On the first-ever Record Store Day in 2007, Reid Robinson didn't celebrate.
That's because the owner of Co-Op Records of Moline didn't find out about what is now an international holiday for independent record stores — which is held once a year, on the third Saturday of April — until its third birthday.
"The first couple ones were real minor and low key," Robinson said. "It took me a year or so to hear about it."
Today, there's nothing low key about Record Store Day, which marks its 10th year on Saturday.
"It's the biggest retail day of the year without question," said Robinson, who has owned the shop, which also houses a small music school offering guitar, bass, drums and piano lessons, for 22 years. "This year, they went all out. We're bringing in way more than we have in previous years."
During the annual ritual fit for vinyl lovers and collectors, Quad-City area stores, such as Robinson's Co-Op Records, Co-Ops Records of Davenport and Ragged Records, will have a hand in releasing more than 400 limited-edition titles in LP, EP, 45-rpm and box set formats.
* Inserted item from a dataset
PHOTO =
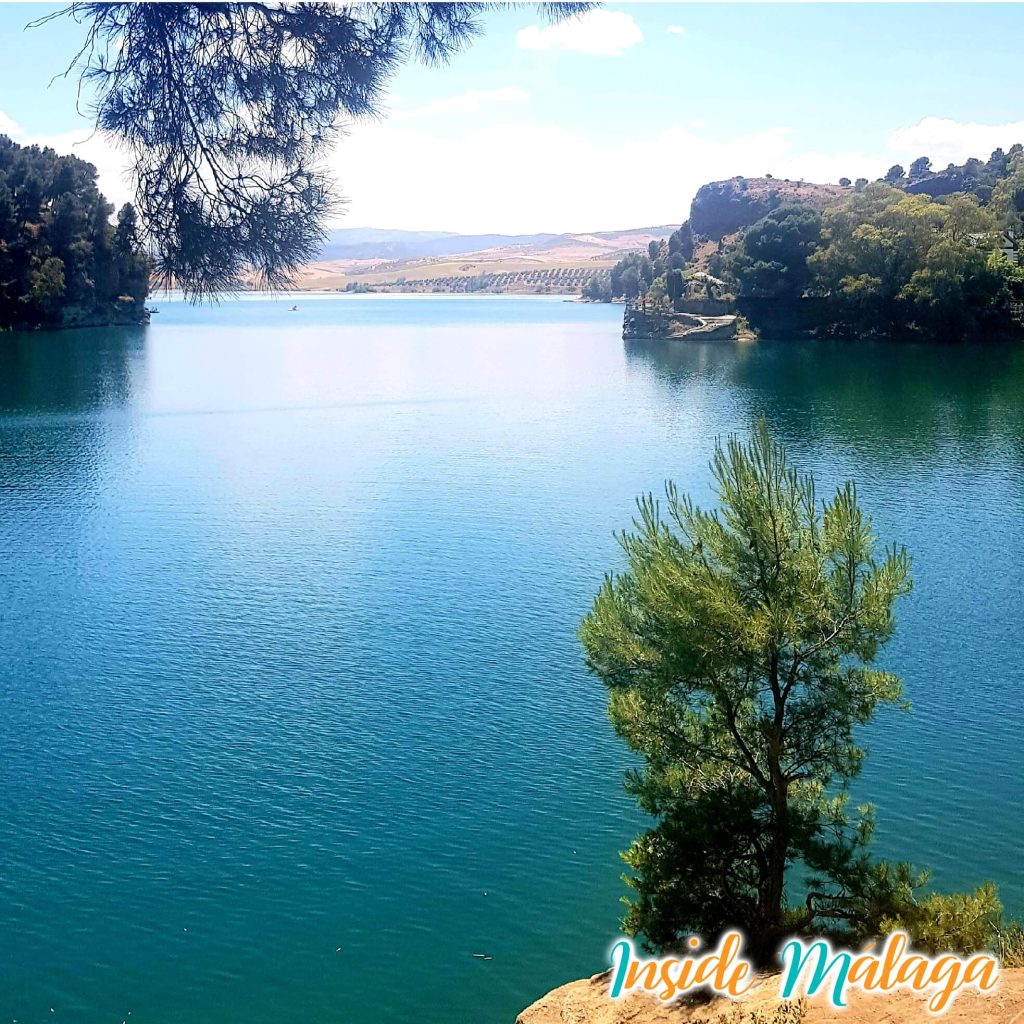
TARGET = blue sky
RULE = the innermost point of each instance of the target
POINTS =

Stores also are offering discounts on used items.
It's now a tradition for Ragged Records, in downtown Davenport, to host a full-day of live music, from Quad-City and Chicago based acts, on Record Store Day, according to owner Bob Herington.
"It's a huge event for us and it's a big undertaking," he said. "We've seen huge growth over the years."
In previous years, the store, which shares a space with vintage clothing store Trash Can Annie's, has seen a line of 200 people awaiting its 9 a.m. opening time on Record Store Day.
"Everything is so limited that people line up to get that thing before the person behind them does," Herington said. "Some are these pretty hard to get."
Some exclusives up for grabs on Saturday include reissues of David Bowie's "Cracked Actor" and "Bowpromo," multiple special 12-inch singles from Prince, plus titles from Jason Isbell and the 400 Unit, The War On Drugs, Miley Cyrus and Tegan and Sara.
Robinson said the resurgence of vinyl — and Record Store Day — has filled his shop with music lovers of all ages.
"For people in my generation, records were everywhere," he said. "But for those in their 20s, it's like a new format that they get to experience for the first time."
The Co-Op Records owner, who has worked in music stores since he was 19, says that means his job is still "as fun as it sounds."
"For a while, we were just punching the clock. Things got stagnant," Robinson said. "Now it feels like I'm back working in the 1980s again."